MacMullen wanted to give Jenks the burial he deserved — but not just any burial. He wanted to recreate what a funeral would have looked like in 1864. So he obtained a formal death certificate from a coroner. Then he contacted around 700 historical reenactors to attend the event. A local funeral parlor agreed to make a coffin from the era. Stop&Shop donated big tents, coffee, and beans. The cookie company G.H. Bent made hardtack, a simple type of cracker commonly eaten by Civil War soldiers. An encampment was installed in the park where the funeral was held; cannons started to show up, along with people on horses. At this point, MacMullen was very interested in historical reenactment: he, too, was measured for a uniform and joined the procession. About 34,000 people attended Jenks’s 1995 funeral; the local church overflowed. Jenks, a man who had for so long been denied his funeral rites, finally got to rest in peace.

“People aren’t aware of the past,” MacMullen said. “A lot of the times they’ll look at a movie and think that’s what [war] was. Or read a book. But try and live it, do the same thing and you’ll get a whole different perspective. It wasn’t fun. It wasn’t heroic. It was boring.” Because he wants to better understand the realities of war, MacMullen continues to reenact historic scenes after Jenks’s burial. Recently, he did one event in Ohio, on the shores of Lake Erie, for the 75th anniversary of D-Day. He played a soldier from the Commonwealth forces — the first one ashore and therefore responsible for telling comrades where to go on the beach. In October, he will attend another World War II reenactment in Stowe, Mass.

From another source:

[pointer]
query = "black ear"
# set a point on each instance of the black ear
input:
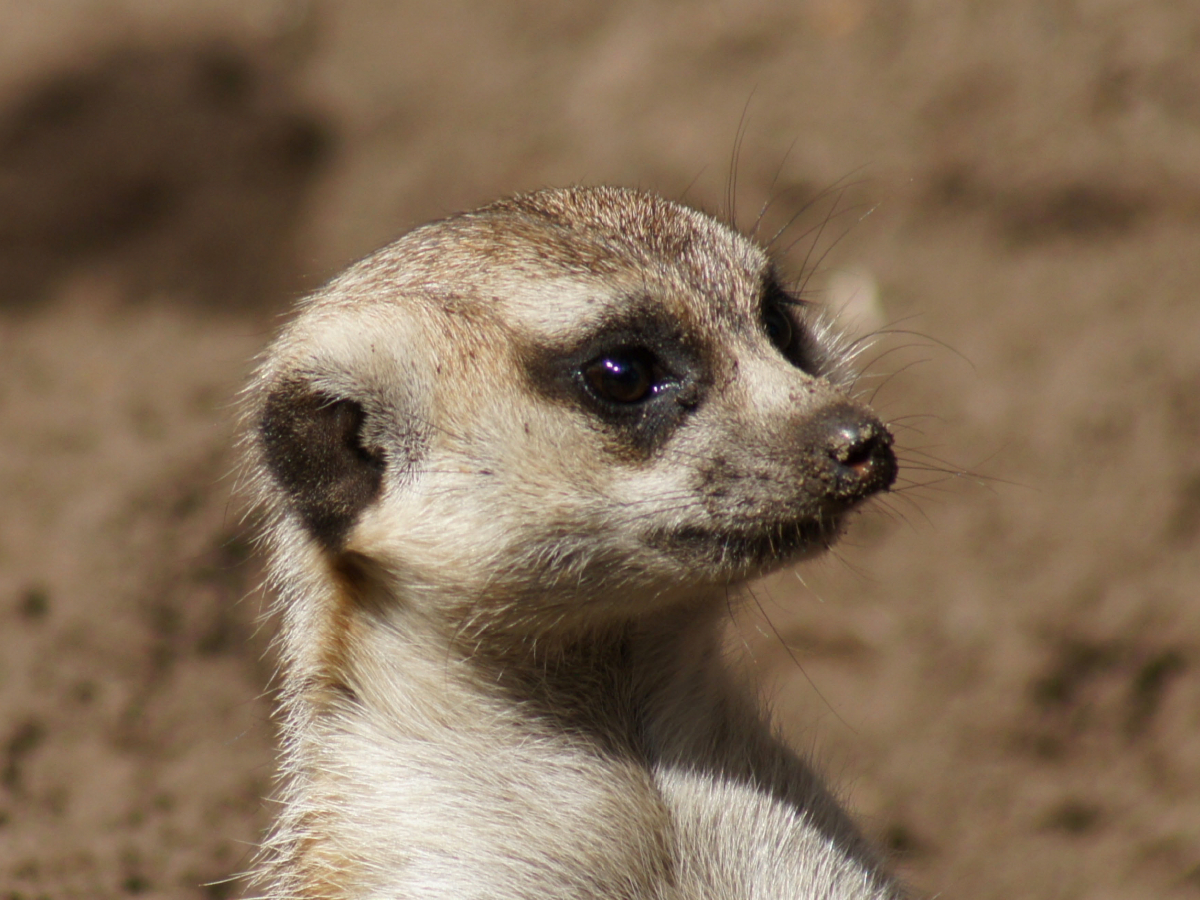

MacMullen leads a life dedicated to historical reenactment and conservation because he believes he can “learn something from it.” He learns from each figure he plays and gains “a little more understanding for what it was like to be them.” His ambition to restore the Woodin Street Cemetery stems from similar reasons: “I want to find out as much as I can about who they were.”

The bodies buried in the Woodin Street Cemetery currently dwell in obscurity, having been neglected by the living. A sign arching from the gate enclosing the graveyard once read “Unto the Least of These,” a biblical reference that reveals that those entombed there were poor people — people with nowhere else to go. That very sign is now missing many of its letters, so that it has become almost indecipherable. Perhaps the people interred in Woodin were allowed to be forgotten because they were “the Least of These.” But MacMullen refuses to let this stay the case.

When he unearths the rocks buried with these bodies, he will refer to the Woodin Street Cemetery Burial Book, in which almost every interment has been documented. He will look at the number of this disc appended to the rock and refer to a lot number. This lot number will reveal Name and Date of Death: Eloise Horning (1–16–1933), Mary Patton (5–23–1972), Emanuel Clark (6–10–1983). Not a single one of these 1,887 bodies will be left unknown.

He said, “These people lived their lives. They had relatives — mothers, fathers, sons. Now they’re dead, and nobody knows they’re there. Their whole lives added up to no one knowing they’re there. I don’t think that’s fair. That’s why I’m doing this. That’s why I’d still be doing this, even if nobody asked me to.”